I am really intrigued about apple and apricot flavored lokoum, though. Methinks I shall have to google…

And I’ve decided to make brittle, fattigmands bakkelser, and other assortments. My MiL is asking about my almond toffee. I think I’ll have to have a candy/cookie session sometime between finals and my flight outta here.

It’s actually Aplets and Cotlets, and they’re made in Cashmere, WA by Liberty Orchards, based on Armenian Rahat Locoum- which is like Turkish Delight, but Armenian. Liberty Orchards also makes several other similar candies, my favorite being the Fruit Parfaits.

I had planned on making Divinity today. Except it’s raining. Apparently, the only time it rains in Vegas is the one day I don’t want it to. I made biscochitos and snowballs today instead.

Is anyone eating anything besides dessert? :stuck_out_tongue:

My Xmas menu (actually Xmas eve; we go to my stepdaughter’s on Xmas) will be a rib roast.

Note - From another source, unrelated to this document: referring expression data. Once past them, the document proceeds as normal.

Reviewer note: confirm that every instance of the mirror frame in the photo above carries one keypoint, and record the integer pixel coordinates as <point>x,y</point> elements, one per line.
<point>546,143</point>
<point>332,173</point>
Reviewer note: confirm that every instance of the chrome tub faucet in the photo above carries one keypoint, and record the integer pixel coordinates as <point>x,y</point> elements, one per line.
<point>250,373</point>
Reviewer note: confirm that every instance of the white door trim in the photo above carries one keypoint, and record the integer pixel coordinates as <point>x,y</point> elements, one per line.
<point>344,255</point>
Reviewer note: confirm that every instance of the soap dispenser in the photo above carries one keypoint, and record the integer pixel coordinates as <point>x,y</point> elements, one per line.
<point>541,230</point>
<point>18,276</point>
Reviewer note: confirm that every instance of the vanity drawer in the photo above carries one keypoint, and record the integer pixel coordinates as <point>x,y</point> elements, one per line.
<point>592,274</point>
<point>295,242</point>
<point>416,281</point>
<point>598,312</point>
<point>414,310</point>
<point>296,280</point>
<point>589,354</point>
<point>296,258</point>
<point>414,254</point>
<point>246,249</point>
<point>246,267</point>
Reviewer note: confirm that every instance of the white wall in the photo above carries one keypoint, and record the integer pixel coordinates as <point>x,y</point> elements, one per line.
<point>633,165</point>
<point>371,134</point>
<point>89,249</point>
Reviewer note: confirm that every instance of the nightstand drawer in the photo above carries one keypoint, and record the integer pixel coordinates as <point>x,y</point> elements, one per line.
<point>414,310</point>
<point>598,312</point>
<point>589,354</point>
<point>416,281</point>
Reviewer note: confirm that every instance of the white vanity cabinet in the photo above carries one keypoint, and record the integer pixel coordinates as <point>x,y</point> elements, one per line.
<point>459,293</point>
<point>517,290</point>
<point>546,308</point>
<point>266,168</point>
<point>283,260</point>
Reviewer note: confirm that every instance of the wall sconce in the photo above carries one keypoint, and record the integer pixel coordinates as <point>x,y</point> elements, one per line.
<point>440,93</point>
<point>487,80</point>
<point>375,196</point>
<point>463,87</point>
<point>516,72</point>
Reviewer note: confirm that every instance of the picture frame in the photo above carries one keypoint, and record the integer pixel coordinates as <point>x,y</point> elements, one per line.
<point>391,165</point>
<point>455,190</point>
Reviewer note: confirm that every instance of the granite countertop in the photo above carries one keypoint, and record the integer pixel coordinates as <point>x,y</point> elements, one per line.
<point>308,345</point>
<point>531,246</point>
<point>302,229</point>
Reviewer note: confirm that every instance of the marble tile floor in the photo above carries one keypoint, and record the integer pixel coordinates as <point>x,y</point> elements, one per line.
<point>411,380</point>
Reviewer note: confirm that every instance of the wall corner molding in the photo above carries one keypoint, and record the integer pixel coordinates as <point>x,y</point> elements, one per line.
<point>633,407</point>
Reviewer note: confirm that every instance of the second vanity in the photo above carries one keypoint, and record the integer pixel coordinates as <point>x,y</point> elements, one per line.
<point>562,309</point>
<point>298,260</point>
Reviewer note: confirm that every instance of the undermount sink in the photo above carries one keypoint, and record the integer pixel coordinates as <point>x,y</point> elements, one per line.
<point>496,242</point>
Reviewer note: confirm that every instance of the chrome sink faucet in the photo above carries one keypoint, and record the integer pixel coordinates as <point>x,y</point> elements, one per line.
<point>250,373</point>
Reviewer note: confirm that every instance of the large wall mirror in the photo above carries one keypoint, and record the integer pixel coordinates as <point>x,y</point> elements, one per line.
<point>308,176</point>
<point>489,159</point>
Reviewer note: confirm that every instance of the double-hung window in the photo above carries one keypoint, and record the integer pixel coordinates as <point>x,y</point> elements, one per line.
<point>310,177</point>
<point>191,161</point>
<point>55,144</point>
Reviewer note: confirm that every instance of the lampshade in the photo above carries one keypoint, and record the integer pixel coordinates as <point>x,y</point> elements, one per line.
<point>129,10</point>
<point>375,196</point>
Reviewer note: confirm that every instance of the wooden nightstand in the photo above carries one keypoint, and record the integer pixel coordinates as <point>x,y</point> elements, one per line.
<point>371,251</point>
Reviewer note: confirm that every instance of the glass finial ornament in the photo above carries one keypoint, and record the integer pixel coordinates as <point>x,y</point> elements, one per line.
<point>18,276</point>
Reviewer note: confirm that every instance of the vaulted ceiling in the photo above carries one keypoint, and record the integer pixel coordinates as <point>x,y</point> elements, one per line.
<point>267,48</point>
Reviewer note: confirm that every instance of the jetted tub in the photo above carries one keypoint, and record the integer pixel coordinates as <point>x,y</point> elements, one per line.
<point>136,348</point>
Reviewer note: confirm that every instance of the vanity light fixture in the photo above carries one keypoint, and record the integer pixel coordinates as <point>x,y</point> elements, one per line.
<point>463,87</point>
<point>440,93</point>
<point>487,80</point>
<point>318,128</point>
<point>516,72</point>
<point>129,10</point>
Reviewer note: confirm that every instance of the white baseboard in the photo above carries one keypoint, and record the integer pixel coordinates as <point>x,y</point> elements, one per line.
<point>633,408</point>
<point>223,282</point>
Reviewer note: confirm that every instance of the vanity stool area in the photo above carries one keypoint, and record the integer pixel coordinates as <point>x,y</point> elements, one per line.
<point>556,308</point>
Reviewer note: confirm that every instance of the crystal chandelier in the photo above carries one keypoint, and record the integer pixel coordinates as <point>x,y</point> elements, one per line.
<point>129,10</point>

For the last 5 years, I’ve made it according to Alton Brown’s recipe–start low and slow, finish high. Also on the menu: Yorkshire pudding, fresh sauteed spinach with garlic, possibly mashed sweet potatoes.

When I cook Christmas dinner, I do roast prime rib, Yorkshire pudding, boiled red potatoes, and asparagus. (FWIW, Thanksgiving I make turkey, New Year’s Day I make ham hocks and black eyed peas and cornbread, St. Patrick’s Day is corned beef and cabbage.) Not expecting any guests, so I’m going to get very sick of prime rib.

Sailor Duff Pudding

Serves “6”

1 egg
2 tablespoons sugar beaten together

Add 1/2 cup molasses
2 tablespoons melted butter
1 teaspoon baking soda dissolved in a little warm water

1 1/2 cup flour mix thoroughly

add 1 cup boiling water

steam for 40 minutes, serve warm (cook in double boiler)

Sauce:
yolks of 2 eggs lightly beaten with
1 cup powdered sugar
1 teaspoon vanilla
1/2 cup whipping cream whipped

Fold together and pour over steamed pudding

“Fantasy Fudge.” Recipe available on the Kraft marshamllow goop jar.

I don’t know why, but this time of year I want to bake. I hate cooking and I’m a terrible cook; chipped a tooth when I attempted shortbread. But something about the cold weather and/or holidays makes something kick in.